In the Philippines, when a person passes away, their property, rights, and obligations (to the extent of the value of the inheritance) are transmitted to their heirs. While many envision a lengthy court battle to settle an estate, the law provides an alternative, more efficient route: Extra-Judicial Settlement (EJS).
Under Rule 74, Section 1 of the Rules of Court, heirs can bypass judicial proceedings and divide the estate among themselves through a legal contract, provided specific conditions are met.
Essential Requisites for EJS
For an extra-judicial settlement to be valid and enforceable, the following conditions must coexist:
- No Will: The deceased must have died intestate (without leaving a valid Last Will and Testament).
- No Debts: The estate must have no outstanding debts. If there are debts, they must have been paid or settled before the EJS is executed.
- Heirs are of Legal Age: All heirs must be of legal age. If there are minors, they must be represented by judicial or legal guardians.
- Unanimous Agreement: All heirs must agree on the division of the properties. If even one heir disagrees, the estate must be settled judicially.
- Public Instrument: The settlement must be written in a public instrument (usually called a "Deed of Extra-Judicial Settlement of Estate") and notarized.
The Step-by-Step Process
Settling an estate extra-judicially involves more than just signing a document; it requires a specific administrative process with various government agencies.
1. Preparation of the Deed
The heirs must draft and sign the Deed of Extra-Judicial Settlement. This document specifies the description of the properties (titles, tax declarations, etc.) and the exact manner of distribution. If there is only one heir, they execute an Affidavit of Self-Adjudication.
2. Publication Requirement
Under the Rules of Court, the EJS must be published in a newspaper of general circulation once a week for three (3) consecutive weeks. This serves as notice to any creditors or unknown heirs.
Note: Publication does not automatically bind those who did not participate, but it is a mandatory procedural step for the transfer of titles.
3. Payment of Estate Tax
The heirs must file the Estate Tax Return and pay the corresponding taxes at the Bureau of Internal Revenue (BIR) through the Authorized Agent Bank of the Revenue District Office (RDO) having jurisdiction over the deceased’s residence at the time of death.
- Current Rate: Under the TRAIN Law (effective Jan 1, 2018), the estate tax is a flat rate of 6% of the net estate.
- Deadline: The return must be filed within one (1) year from the decedent's death.
4. Securing the CAR
Once the BIR is satisfied with the payment and documentation, it will issue a Certificate Authorizing Registration (CAR). This is a vital document; without it, the Register of Deeds cannot transfer the title to the heirs.

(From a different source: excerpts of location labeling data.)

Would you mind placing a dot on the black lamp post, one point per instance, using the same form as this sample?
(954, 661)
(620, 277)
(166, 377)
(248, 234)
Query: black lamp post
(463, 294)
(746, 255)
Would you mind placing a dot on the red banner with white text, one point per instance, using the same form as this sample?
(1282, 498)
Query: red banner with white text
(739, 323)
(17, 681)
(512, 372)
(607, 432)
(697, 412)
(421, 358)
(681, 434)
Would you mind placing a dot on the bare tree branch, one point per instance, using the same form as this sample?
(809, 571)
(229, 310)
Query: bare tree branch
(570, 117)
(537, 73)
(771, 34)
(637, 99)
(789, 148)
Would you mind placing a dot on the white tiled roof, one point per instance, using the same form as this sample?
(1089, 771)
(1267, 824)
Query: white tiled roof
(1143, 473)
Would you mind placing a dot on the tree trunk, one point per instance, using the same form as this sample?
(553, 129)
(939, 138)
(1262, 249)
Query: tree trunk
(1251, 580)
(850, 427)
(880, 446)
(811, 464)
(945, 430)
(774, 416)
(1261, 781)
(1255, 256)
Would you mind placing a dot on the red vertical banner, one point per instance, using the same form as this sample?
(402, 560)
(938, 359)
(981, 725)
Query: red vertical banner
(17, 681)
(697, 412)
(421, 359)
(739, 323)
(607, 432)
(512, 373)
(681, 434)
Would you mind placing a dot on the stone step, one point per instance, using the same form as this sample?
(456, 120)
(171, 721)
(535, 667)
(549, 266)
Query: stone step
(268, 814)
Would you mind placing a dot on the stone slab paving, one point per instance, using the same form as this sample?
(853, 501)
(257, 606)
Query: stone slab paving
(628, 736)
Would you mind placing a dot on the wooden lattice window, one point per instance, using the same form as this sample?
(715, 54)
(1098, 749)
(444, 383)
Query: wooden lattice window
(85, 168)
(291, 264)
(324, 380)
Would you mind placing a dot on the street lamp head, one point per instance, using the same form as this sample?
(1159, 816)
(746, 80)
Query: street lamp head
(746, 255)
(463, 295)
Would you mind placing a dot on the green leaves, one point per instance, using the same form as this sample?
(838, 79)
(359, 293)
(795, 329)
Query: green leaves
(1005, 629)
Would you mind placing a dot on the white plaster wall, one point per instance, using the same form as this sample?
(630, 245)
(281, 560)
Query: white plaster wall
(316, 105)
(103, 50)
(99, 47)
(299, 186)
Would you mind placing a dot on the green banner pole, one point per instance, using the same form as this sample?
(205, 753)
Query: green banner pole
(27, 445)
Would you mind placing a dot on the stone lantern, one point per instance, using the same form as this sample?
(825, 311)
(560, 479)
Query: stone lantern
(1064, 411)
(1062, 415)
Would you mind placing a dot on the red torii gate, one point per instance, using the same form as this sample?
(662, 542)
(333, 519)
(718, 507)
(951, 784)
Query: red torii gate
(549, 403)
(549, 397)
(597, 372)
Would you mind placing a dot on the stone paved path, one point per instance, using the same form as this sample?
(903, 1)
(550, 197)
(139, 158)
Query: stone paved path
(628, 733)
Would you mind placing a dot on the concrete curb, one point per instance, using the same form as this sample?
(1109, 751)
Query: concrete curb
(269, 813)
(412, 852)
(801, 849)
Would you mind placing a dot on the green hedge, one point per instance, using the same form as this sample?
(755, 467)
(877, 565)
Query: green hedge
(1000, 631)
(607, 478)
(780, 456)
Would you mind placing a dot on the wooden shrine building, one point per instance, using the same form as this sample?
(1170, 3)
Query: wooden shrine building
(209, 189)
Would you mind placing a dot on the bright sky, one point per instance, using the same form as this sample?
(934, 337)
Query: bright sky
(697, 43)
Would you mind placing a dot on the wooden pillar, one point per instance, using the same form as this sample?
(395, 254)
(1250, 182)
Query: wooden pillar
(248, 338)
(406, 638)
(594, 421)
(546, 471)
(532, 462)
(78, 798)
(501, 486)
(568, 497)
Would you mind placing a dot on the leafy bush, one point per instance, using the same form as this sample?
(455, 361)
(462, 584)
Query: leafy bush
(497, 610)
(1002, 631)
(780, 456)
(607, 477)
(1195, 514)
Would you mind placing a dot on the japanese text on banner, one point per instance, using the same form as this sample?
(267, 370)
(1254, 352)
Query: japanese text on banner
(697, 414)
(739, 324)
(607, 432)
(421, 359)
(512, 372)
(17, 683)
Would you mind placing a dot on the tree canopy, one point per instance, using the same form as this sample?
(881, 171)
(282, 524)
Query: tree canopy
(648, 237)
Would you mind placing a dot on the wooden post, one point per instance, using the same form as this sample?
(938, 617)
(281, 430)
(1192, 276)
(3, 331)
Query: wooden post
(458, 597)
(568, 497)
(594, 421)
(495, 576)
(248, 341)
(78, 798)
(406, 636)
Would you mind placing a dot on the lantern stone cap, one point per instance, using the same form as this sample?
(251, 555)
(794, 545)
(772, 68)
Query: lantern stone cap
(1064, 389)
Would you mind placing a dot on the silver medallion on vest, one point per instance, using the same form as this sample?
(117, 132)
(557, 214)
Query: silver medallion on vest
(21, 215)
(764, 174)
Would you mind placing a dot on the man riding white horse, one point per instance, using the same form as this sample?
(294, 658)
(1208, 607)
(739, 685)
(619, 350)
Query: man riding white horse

5. Transfer of Title and Tax Declaration
The heirs then proceed to the Register of Deeds to cancel the old title and issue a new one in their names. Finally, the Tax Declaration must be updated at the Assessor’s Office of the local government unit where the property is located.
Documentary Requirements
When filing with the BIR and the Register of Deeds, the following documents are typically required:
- Certified True Copy of the Death Certificate.
- Deed of Extra-Judicial Settlement of Estate (notarized).
- Affidavit of Publication from the newspaper publisher.
- Certified True Copies of Titles (TCT/CCT) for real property.
- Tax Declarations for real property (land and improvements).
- Certificate of No Improvement (if the land is vacant).
- Proof of value for personal properties (e.g., bank certificates, stock certificates).
- PSA Birth Certificates of the heirs (to prove relationship).
- PSA Marriage Certificate (if the deceased was married).
Important Legal Protections
The Two-Year Bond
Section 4, Rule 74 of the Rules of Court creates a "legal lien" on the settled properties for a period of two (2) years. This is meant to protect any creditor or heir who may have been excluded from the settlement. A notation regarding this two-year lien is usually annotated on the back of the new titles issued to the heirs.
Summary Settlement of Estates of Small Value
If the gross value of the estate does not exceed P10,000, the heirs may file a summary proceeding in court, which is faster and less formal than a full-blown judicial settlement. However, this is rarely used today due to the low threshold.
Common Pitfalls to Avoid
- Ignoring the Deadline: Failing to file the estate tax return within one year leads to heavy penalties, surcharges, and interest.
- Missing Heirs: Excluding a compulsory heir renders the EJS voidable and can lead to litigation.
- Incorrect Property Descriptions: Discrepancies between the Deed and the Title (even a single digit) can cause the Register of Deeds to reject the transfer.